Guide: Audio APIs

Introduction

This guide explains how to use our different APIs related to speech and other audio.

Supported Models

For a complete list of available models, please refer to the Models section and filter by the desired capability. Each model has specific features and limitations detailed in their respective documentation.

TTS - create speech

This API creates an audio stream from input text.

Using Python

from openai import OpenAI

client = OpenAI(
  api_key="sk-...",
  base_url="https://api.platform.a15t.com/v1",
)

speech_file_path = "out.wav"
response = client.audio.speech.create(
  model="skt/axtts-2-6",
  voice="aria",
  input="안녕하세요",
  response_format="wav"
)
response.stream_to_file(speech_file_path)

Using cURL

curl -s https://api.platform.a15t.com/v1/audio/speech \
    -H "Content-Type: application/json" \
    -H "Authorization: Bearer $API_KEY" \
    -d '{
        "input": "안녕하세요!",
        "model": "skt/axtts-2-6",
        "voice": "aria",
        "response_format": "wav"
    }' > out.wav

Configuration options

Additional request parameters not supported by the OpenAI API can be provided via the model_extensions field.
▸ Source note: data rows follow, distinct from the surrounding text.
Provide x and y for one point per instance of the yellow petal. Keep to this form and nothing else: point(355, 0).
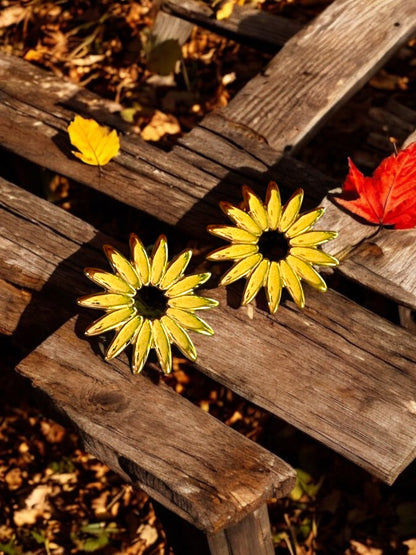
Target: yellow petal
point(233, 252)
point(192, 302)
point(273, 287)
point(233, 234)
point(241, 268)
point(256, 208)
point(175, 269)
point(312, 238)
point(109, 321)
point(180, 337)
point(306, 272)
point(240, 218)
point(189, 321)
point(123, 337)
point(305, 222)
point(292, 283)
point(112, 283)
point(291, 210)
point(142, 345)
point(255, 282)
point(140, 259)
point(186, 284)
point(159, 260)
point(97, 145)
point(162, 346)
point(105, 301)
point(122, 266)
point(273, 205)
point(314, 256)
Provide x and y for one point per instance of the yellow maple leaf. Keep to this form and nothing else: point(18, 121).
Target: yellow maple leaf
point(96, 144)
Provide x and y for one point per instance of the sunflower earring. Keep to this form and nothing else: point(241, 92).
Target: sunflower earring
point(149, 303)
point(272, 246)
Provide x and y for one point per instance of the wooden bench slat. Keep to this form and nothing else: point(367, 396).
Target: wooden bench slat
point(334, 370)
point(210, 165)
point(34, 124)
point(321, 66)
point(183, 457)
point(245, 24)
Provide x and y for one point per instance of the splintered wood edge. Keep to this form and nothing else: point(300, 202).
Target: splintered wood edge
point(245, 24)
point(186, 459)
point(315, 71)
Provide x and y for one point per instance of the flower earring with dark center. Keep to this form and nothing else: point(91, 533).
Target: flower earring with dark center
point(149, 303)
point(272, 246)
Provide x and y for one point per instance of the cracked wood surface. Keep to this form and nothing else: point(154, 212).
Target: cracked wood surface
point(210, 164)
point(321, 66)
point(336, 371)
point(245, 24)
point(181, 456)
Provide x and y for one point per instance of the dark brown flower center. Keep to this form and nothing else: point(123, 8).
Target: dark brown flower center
point(150, 302)
point(273, 245)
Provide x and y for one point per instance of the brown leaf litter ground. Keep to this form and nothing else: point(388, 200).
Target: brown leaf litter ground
point(56, 499)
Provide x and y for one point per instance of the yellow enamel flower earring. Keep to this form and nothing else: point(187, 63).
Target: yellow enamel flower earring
point(272, 246)
point(149, 303)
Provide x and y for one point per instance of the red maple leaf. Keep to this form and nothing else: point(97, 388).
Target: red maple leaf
point(387, 198)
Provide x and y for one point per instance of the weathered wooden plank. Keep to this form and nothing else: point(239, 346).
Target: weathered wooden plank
point(211, 164)
point(251, 535)
point(334, 370)
point(245, 24)
point(183, 457)
point(34, 114)
point(321, 66)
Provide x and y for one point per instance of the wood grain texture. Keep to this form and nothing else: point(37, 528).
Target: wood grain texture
point(186, 459)
point(251, 535)
point(334, 370)
point(34, 124)
point(211, 164)
point(321, 66)
point(245, 24)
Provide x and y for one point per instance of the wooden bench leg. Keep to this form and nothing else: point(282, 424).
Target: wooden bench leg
point(251, 536)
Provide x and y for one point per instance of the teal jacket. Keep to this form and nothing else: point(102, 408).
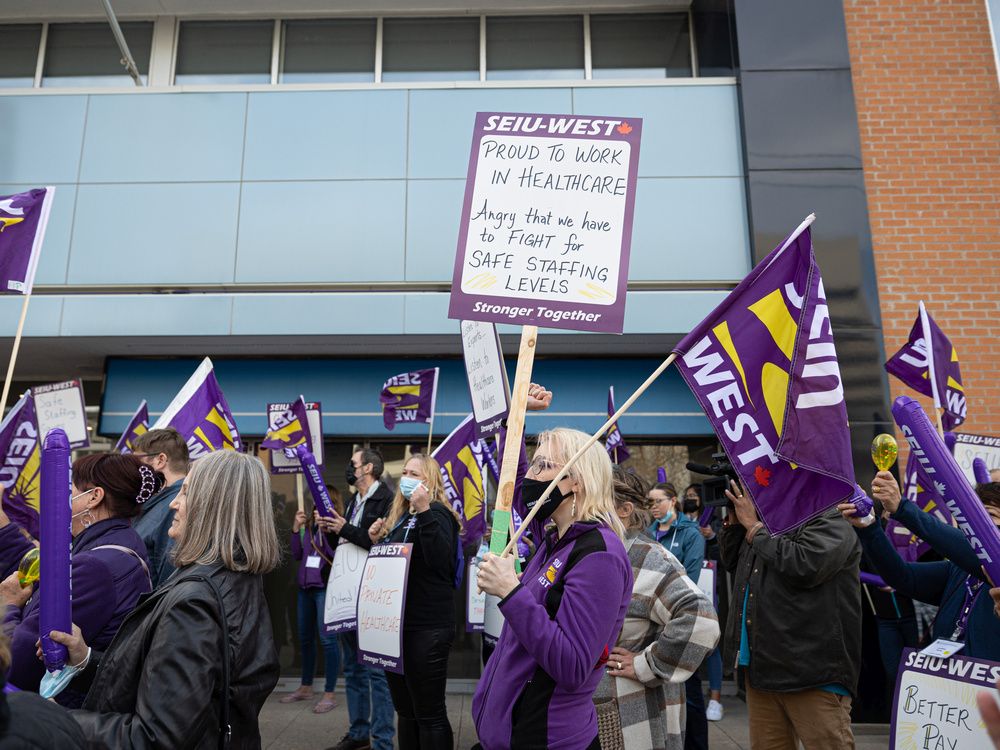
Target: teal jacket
point(684, 541)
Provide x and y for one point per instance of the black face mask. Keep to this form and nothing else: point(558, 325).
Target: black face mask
point(531, 491)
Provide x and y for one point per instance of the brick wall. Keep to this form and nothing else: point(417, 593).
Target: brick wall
point(928, 106)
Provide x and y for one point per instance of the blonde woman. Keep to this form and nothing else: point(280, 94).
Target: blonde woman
point(420, 514)
point(563, 616)
point(196, 659)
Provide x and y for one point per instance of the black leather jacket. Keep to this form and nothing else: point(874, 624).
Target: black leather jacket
point(159, 683)
point(803, 606)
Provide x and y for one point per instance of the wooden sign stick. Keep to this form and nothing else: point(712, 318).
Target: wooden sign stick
point(512, 445)
point(576, 456)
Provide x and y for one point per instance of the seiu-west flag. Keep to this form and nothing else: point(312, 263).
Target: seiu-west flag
point(462, 458)
point(199, 412)
point(919, 490)
point(913, 364)
point(290, 429)
point(23, 218)
point(19, 473)
point(138, 425)
point(615, 443)
point(764, 368)
point(409, 397)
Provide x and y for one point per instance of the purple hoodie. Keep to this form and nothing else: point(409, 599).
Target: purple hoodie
point(560, 624)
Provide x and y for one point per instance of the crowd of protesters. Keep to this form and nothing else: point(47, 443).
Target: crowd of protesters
point(606, 629)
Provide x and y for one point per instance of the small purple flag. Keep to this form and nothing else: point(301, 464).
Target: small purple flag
point(200, 413)
point(20, 471)
point(764, 368)
point(290, 429)
point(409, 397)
point(138, 425)
point(462, 459)
point(23, 218)
point(615, 444)
point(915, 361)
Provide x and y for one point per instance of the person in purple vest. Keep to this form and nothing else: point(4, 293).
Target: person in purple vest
point(563, 616)
point(315, 557)
point(110, 570)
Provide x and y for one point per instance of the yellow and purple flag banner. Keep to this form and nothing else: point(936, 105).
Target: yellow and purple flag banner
point(931, 368)
point(200, 413)
point(138, 425)
point(19, 473)
point(615, 443)
point(409, 397)
point(764, 368)
point(462, 459)
point(291, 428)
point(23, 218)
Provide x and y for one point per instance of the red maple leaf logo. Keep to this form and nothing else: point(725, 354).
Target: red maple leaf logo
point(762, 476)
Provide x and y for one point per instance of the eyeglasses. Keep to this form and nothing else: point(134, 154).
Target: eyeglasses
point(541, 464)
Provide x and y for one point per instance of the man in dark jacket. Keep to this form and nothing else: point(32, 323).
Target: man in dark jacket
point(369, 704)
point(164, 451)
point(794, 626)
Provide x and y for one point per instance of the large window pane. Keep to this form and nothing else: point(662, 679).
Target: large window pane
point(224, 52)
point(534, 47)
point(430, 49)
point(19, 54)
point(86, 54)
point(640, 46)
point(337, 50)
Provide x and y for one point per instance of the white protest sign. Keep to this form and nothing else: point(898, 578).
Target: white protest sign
point(487, 376)
point(969, 447)
point(381, 600)
point(61, 405)
point(935, 702)
point(340, 609)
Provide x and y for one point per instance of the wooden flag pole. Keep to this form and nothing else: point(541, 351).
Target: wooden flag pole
point(13, 355)
point(512, 445)
point(576, 456)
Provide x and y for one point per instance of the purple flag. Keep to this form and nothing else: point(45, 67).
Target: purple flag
point(23, 218)
point(19, 474)
point(764, 368)
point(919, 490)
point(409, 397)
point(915, 361)
point(291, 428)
point(462, 459)
point(200, 413)
point(615, 443)
point(138, 425)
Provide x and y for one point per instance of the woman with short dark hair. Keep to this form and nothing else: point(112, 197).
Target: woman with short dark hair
point(109, 566)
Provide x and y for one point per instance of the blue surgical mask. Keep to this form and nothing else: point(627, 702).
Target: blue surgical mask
point(407, 485)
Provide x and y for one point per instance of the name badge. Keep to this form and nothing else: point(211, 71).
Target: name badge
point(943, 648)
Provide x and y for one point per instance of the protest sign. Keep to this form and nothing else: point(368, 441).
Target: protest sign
point(487, 376)
point(61, 405)
point(547, 221)
point(707, 580)
point(380, 606)
point(969, 447)
point(934, 705)
point(340, 611)
point(283, 464)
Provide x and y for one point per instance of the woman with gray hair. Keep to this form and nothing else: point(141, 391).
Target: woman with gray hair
point(193, 663)
point(669, 629)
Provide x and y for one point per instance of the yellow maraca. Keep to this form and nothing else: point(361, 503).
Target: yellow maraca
point(884, 451)
point(27, 571)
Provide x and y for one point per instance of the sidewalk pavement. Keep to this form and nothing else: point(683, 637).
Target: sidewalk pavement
point(295, 726)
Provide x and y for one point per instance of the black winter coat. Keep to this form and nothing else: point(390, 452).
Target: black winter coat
point(159, 683)
point(803, 607)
curl -s https://api.platform.a15t.com/v1/audio/speech \
    -H "Content-Type: application/json" \
    -H "Authorization: Bearer $API_KEY" \
    -d '{
        "input": "안녕하세요!",
        "model": "skt/axtts-2-6",
        "voice": "aria",
        "response_format": "wav",
        "speed": 1.0,
        "model_extensions": {
            "sr": 16000
        }
    }' > out.wav

Realtime STT - Live transcription of speech to text

This API creates a bidirectional stream of audio speech as input and text as output. To support the input speech as a stream a websocket is used.

API interface

The API requires the model query parameter to be set in the request. This field will contain the model to be used for transcription.

Before the client send the audio stream it must send an init message containing necessary info for decoding the stream, and optionally additional configuration.

The init message must be sent as a string that can be decoded into a JSON object with the following fields:

sample_rate - The sample rate of the input audio stream (required)
encoding - The encoding of the stream. If not set it will use the model's default setting.

Example init message

'{"sample_rate": 16000}'

After the init message is sent the client should continuously send audio chunks as binary websocket messages.

When the client has finished streaming the audio input it should send a termination message to indicate that the audio stream has ended. This allows the server to finish generating the final text and gracefully close the connection to the client. The termination message should include a JSON string with a single field done.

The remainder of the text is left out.